At the height of the banking crisis in 2008-9, Hugh Pym told us in his fascinating talk on May 31st that there was a real possibility that – unless firm action had been taken – cash-point machines would have closed and the Army could have been deployed to prevent riots on the streets of Britain as people tried to get hold of their money.
In the end, Hugh – the BBC’s chief economics correspondent – said that total disaster was narrowly avoided at the eleventh hour after a plan was worked out by a small group of ministers, advisers and officials at the highest level of the Treasury and the Bank of England to cope with the financial hurricane that battered Britain. But five years on, he added, voters may still not fully appreciate the scale of the threat to the British economy at the time and the crisis still casts a very long shadow, with growth impaired and businesses not securing the loans they need to ensure dynamic expansion and job creation.
Hugh told us that many factors triggered the banking crisis, but some of the most critical were that, in a world of low interest rates and fast-growing developing economies accumulating savings, there was a flood of cash washing around the global economy. Banks lent to almost anybody who wanted to borrow and house prices soared – and people were lent money they were never likely to pay back.

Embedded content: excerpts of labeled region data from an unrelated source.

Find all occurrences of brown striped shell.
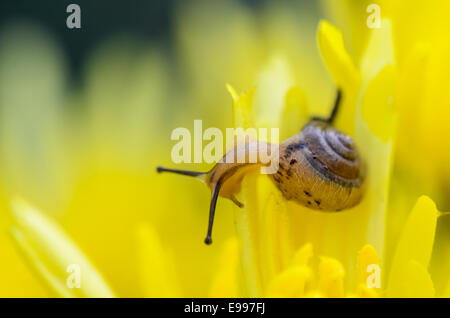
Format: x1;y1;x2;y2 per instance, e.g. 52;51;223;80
271;120;364;211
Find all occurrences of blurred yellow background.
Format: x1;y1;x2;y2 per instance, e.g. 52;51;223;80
0;0;450;297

Hugh said that traditional banking was based on taking in deposits and lending to households and companies.
But shortly after 2000, banks discovered they could borrow money from markets, as well as depositors – and easy profits were to be made as they borrowed from each other, or international investors, and lent to customers at higher rates of interest. The authorities allowed markets to think that the largest banks were too big to fail and would always be bailed out if there were no other option. It was bound to implode, Hugh added, and it did – and at the time there was no repair kit for a banking system on the verge of collapsing, once confidence inside the markets had evaporated. So far, the British taxpayer has paid out £66 billion to shore up the system as part of an episode which has been a defining moment in post-war British politics and economic history.

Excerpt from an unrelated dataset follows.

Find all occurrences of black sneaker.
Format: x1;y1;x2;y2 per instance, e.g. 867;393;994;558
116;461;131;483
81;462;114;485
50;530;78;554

At the centre of the gravest crisis facing the UK in modern times storm was the then Prime Minister, Gordon Brown, and the Chancellor, Alistair Darling - and Hugh contended that they both rose to the challenge. They took momentous decisions on the part-nationalisation of Lloyds, which was taking over the stricken HBOS, and the Royal Bank of Scotland – aided in implementing the plan by Baroness Vadera, a Treasury minister, and Lord Myners, a former City grandee, who found himself in a fire-fighting exercise only days into the job as a junior minister. And at the Bank of England was the towering intellectual presence of Mervyn King, the governor who was at the helm for a crisis that none of his predecessors had faced over the previous three centuries.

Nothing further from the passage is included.